Civic & Commercial Development
White Eagle Hall, Delaware Avenue, Kingston, 1961. Photograph by Stephen Benson
White Eagle Hall is a Polish-American social organization. Its building was designed by Augustus Schrowang, Sr., who later designed the Ulster County Office Building on Fair Street along with his son, Augustus Schrowang, Jr.
Ulster County Office Building, Fair Street, Kingston, 1964. Photograph by Stephen Benson
The County Office Building is the most prominent modern building in Kingston, and possibly its most controversial. It was designed by Augustus Schrowang, Jr. and Sr. The younger Schrowang adapted the design from a project he completed as an architecture student at Pratt Institute, from which he graduated in 1959.
YWCA, Clinton Avenue, Kingston, 1978.
The distinguished firm of Kliment Halsband Architects was chosen to design a substantial addition to the Shingle-Style house occupied by the YWCA. Frances Halsband was the young designer. She believes that apart from her training and Woodstock roots, the fact that she was a woman probably helped in her selection.
Pine Street Professional Park, Pine Street, Kingston, 1965. Photograph by Stephen Benson
Marshall Erdman & Associates of Madison, Wisconsin, erected this office center. This building’s horizontal lines and roof overhang stem from Frank Lloyd Wright and, in fact, Erdman had built Wright’s First Unitarian Society in Madison.
Ulster Town Hall, Town Hall Rd, Lake Katrine, 1975. Photograph by Stephen Benson
The low-budget Town Hall, designed by architect Anita Yuran, is known as a “pre-engineered structure.” The Town government has outgrown this building and discussions have begun regarding a larger one.
Sophie Finn School, Mary’s Avenue, Kingston, 1962. Photograph by Stephen Benson
The Sophie Finn School was designed by the firm of Perkins & Will. It is probably the most architecturally distinguished school building of the IBM Years. The building was closed after the 2012-2013 school year and is scheduled to be taken over by Ulster County Community College as a satellite campus.

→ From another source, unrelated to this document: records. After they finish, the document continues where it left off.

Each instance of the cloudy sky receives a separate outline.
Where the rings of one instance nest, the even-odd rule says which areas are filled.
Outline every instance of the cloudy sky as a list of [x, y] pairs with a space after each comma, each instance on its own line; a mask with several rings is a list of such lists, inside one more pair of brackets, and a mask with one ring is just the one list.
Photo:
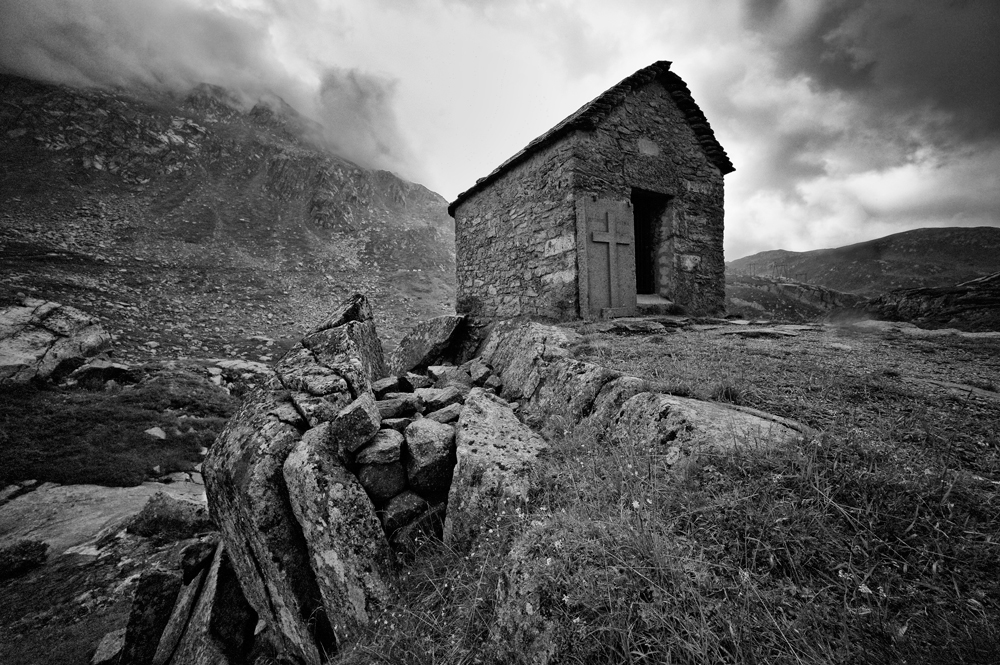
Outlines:
[[726, 256], [1000, 226], [1000, 0], [0, 0], [0, 68], [281, 95], [449, 200], [671, 60], [736, 172]]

M. Clifford Miller Middle School, Lake Katrine, Town of Ulster, 1968. Photograph by Stephen Benson
Harry Halverson had designed Colonial Revival buildings since the 1930s. By the 1960s, he was designing schools like this in a stripped-down modern style. The Miller School is about a half-mile north of the former IBM plant.
Savings and Loan Association (currently Key Bank), Wall Street, Kingston, 1966. Photograph by Stephen Benson
Albert E. Milliken was the architect of this bank on Wall Street. Harry Rigby, Jr., Kingston City Historian at the time, noted with pleasure that “at the very last moment, the Savings and Loan Association of Kingston threw out plans for a functional building and instead built a beautiful structure of Colonial design.”
Rondout Savings Bank, Broadway, Kingston, 1967. Photograph by Stephen Benson
Rondout Savings had been close to the Strand and the Rondout Creek at 36 Broadway, but was forced out by Urban Renewal. This successor building near East Chester Street was designed by Albert E. Milliken.